Esnaf ve mülk sahipleri bu usulsüzlüğü kamuoyuyla paylaşınca ve haber basında yer bulunca Eryılmaz; Çevre ve Şehircilik Bakan Yardımcısı Vedat Gürgen’in Samandağ’a geleceğini, tüm Samandağlıları belediyede yapılacak toplantıya davet ettiğini, duyurdu.

Habip Yapar sonrasını şöyle anlatıyor: ”Toplantı gününün sabahı, Refik Eryılmaz’ın kendi adamları ve militanlarını küçücük toplantı salonuna yerleştirdiğini haber aldık. Anladık ki toplantıda bize söz hakkı dahi verilmeyecek, bakan yardımcısı da kim mülk sahibi, kim değil anlayamayacak. Bu oyunun figüranı olmak istemediğimiz için toplantıya katılmaktan vazgeçtik. Fakat toplantıya girmeyi başaran biri, belediye başkanına ‘Mülk sahipleriyle toplantı yapmayacak mısınız?’ diye sormuş. Eryılmaz da kendi adamlarını göstererek ‘İşte bunlar mülk sahibi’ demiş. Oysa mülk sahiplerinin hiçbiri o toplantıya gitmedi.”

Uygulamaya neden karşı çıktıklarını da aktarıyor Yapar: “Samandağ 150 bin nüfuslu bir yer. Halkının yüzde 80’i Afrika ve Arabistan çöllerine gider, bir ev ve dükkân almak için 15-20 yıl çalışır. Şimdi sapasağlam evleri ve dükkânları, metresi 8 bin TL karşılığı hazineye devrediliyor. Oysa 10 metrelik bir dükkânın gerçek değeri 4 milyar TL. İçimiz öyle dolu ki 4 aydır derdimizi anlatacak kimseyi bulamıyoruz. Razı olmadığımızı anlatmak için daha ne yapalım, dağa mı çıkalım? Biz dağa çıkmayız, hakkımızı hukukla, kanunla ararız. Bu memlekete, vatana, bayrağa âşık insanlarız.”

Ayrıca; mülk sahiplerinin basın açıklamasını, Kuveyt’te çalışırken tesadüfen gören ve kendi mülkünün de hazineye devredildiğini öğrenince kalp krizi geçiren bir Samandağlının, hayatını kaybettiğini de belirtelim.

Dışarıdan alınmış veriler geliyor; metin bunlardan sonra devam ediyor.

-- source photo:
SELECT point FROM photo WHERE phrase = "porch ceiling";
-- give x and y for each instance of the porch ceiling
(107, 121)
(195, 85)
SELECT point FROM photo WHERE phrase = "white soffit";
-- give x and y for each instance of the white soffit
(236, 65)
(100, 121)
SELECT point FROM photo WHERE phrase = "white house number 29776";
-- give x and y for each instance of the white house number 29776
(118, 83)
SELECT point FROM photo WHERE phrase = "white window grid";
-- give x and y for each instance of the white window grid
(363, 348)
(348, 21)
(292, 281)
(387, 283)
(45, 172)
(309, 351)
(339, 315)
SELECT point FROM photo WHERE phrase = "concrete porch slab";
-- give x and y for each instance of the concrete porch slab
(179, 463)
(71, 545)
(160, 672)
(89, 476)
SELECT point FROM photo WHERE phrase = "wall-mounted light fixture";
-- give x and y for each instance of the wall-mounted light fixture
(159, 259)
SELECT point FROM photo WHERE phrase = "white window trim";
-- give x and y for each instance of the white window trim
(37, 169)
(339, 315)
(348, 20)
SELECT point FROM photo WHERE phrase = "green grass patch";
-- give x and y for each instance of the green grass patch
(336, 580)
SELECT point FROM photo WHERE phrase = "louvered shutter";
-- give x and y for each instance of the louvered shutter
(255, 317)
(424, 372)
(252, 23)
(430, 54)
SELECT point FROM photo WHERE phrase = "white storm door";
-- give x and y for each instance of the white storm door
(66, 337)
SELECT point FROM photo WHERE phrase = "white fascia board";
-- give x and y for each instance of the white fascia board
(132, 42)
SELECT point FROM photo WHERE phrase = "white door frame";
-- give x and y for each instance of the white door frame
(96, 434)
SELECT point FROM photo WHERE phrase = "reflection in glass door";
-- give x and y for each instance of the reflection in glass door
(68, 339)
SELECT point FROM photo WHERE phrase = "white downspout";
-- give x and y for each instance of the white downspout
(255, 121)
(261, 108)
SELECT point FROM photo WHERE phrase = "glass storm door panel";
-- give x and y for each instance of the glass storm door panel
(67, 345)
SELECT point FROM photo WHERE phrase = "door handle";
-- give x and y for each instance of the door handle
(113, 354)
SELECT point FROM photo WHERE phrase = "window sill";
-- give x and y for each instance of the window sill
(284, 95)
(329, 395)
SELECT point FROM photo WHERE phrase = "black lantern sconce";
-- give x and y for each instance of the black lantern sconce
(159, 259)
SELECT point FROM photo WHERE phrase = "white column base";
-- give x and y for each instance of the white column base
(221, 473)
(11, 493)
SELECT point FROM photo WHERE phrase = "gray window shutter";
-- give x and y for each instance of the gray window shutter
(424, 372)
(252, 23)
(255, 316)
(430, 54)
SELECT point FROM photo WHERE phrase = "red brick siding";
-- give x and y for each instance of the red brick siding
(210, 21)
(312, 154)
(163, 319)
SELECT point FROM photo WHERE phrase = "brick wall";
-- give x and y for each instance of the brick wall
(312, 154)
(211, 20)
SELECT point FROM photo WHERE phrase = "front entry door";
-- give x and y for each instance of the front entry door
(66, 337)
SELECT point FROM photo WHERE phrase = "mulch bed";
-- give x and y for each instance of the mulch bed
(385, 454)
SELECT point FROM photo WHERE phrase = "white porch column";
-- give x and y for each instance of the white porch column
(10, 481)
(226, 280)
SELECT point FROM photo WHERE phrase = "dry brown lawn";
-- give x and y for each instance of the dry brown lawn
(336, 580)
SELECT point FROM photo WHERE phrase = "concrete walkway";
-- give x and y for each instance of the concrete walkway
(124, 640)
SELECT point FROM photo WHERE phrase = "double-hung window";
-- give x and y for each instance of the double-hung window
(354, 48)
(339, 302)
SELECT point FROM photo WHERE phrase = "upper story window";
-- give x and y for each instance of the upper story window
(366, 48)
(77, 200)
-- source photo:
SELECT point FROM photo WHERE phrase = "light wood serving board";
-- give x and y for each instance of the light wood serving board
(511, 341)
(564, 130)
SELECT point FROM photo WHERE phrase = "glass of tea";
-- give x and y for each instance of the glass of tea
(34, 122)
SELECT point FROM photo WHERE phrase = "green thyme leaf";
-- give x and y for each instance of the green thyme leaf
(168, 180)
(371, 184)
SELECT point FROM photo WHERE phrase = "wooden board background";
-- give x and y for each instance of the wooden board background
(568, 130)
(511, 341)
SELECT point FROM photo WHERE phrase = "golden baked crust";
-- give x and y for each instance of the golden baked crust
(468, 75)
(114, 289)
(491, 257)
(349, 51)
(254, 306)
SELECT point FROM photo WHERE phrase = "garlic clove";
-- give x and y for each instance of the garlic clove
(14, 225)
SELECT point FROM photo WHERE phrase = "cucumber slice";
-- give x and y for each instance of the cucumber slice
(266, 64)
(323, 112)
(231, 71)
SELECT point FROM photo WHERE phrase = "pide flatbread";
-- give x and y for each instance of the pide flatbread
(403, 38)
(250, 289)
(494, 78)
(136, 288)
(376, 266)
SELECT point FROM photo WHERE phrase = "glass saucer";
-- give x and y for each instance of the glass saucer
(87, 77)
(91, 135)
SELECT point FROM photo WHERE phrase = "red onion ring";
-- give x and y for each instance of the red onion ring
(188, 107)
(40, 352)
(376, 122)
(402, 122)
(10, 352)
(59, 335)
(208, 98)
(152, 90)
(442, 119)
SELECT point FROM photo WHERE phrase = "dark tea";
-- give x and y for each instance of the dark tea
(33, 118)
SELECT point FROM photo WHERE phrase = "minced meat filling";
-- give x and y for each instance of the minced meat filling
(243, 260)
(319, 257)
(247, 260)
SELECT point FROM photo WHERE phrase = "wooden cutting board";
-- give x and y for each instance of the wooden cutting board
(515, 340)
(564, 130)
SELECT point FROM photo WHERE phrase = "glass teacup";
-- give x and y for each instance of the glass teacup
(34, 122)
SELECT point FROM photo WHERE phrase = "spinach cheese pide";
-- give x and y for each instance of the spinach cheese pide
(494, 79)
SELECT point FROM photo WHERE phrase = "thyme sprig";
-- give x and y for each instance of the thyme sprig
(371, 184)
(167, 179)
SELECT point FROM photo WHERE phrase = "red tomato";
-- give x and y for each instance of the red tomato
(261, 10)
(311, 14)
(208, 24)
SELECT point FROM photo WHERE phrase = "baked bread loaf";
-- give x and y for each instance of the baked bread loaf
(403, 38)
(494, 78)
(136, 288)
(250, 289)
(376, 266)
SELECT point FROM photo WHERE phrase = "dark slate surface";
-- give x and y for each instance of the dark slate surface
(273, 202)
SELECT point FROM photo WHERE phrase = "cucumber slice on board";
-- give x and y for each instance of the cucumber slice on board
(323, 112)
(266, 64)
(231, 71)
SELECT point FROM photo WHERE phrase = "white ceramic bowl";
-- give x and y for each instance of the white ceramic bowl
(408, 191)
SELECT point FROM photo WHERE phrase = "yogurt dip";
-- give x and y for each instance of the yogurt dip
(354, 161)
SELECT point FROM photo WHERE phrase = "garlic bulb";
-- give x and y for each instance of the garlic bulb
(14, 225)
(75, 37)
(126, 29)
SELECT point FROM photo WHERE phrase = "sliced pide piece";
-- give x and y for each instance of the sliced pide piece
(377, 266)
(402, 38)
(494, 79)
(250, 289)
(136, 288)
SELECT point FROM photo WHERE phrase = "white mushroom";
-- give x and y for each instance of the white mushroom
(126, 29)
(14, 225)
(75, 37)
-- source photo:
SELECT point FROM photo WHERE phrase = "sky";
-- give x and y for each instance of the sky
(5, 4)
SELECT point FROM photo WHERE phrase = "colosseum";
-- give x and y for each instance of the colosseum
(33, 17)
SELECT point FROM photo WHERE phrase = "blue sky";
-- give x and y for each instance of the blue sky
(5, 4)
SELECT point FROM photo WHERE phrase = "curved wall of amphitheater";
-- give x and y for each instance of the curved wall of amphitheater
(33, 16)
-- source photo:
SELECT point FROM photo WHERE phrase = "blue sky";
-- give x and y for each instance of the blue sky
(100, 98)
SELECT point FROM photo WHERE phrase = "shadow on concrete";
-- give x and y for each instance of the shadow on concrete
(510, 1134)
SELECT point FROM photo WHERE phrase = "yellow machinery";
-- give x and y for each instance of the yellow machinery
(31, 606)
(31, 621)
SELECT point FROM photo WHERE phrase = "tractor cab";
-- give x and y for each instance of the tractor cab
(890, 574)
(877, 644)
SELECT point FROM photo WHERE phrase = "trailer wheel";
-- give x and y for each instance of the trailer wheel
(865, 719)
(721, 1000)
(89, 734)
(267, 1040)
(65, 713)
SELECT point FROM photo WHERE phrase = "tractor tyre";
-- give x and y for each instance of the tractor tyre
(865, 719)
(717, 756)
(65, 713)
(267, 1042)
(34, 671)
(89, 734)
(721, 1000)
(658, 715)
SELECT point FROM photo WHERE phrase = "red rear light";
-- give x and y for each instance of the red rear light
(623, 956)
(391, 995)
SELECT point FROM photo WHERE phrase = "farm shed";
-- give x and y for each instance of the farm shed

Şu anda mülk sahiplerinin açtıkları davalar sürüyor ve bakanlık açık açık “Mülk sahiplerinin rızası olmadan devir işlemi yapılmayacak.” diyor. Eryılmaz ise yerel HRT kanalına yaptığı; “Benim rezerv alan ilan etme yetkim yok, bakanlık yaptı. Süreci iyi yönetemediler, şimdi benden bir rapor istiyorlar. Rezerv alanlara karşı çıkanların amacı farklı, onlar provokatör.” açıklamasıyla usulsüzlüğün nedeni olarak bakanlığı işaret ediyor ve mülk sahiplerini de suçluyor.

CHP’nin bakışı ayrı, Eryılmaz’ınki apayrı

CHP Genel Başkanı Özgür Özel, yeni kentsel dönüşüm yasasını eleştirmiş, “Vatandaşın rızası olmadan kentsel dönüşüm olmaz.” demiş ve yerleşim bölgelerinin rezerv yapı alanı ilan edilmesine karşı olduklarını, hatta Anayasa Mahkemesi’ne gideceklerini belirtmişti. Oysa CHP’li başkan Eryılmaz; ”Krizi (6 Şubat depremini kastediyor) fırsata çevirip Samandağ’ı modern bir şekilde yeniden inşa etmek istiyoruz ama provokatörler karşı çıkıyor.” diyerek rezerv alan uygulamasını destekliyor. Tabii bu noktada Eryılmaz’ın kastettiği “biz” kim, insan merak ediyor. Oraya da birazdan gelelim.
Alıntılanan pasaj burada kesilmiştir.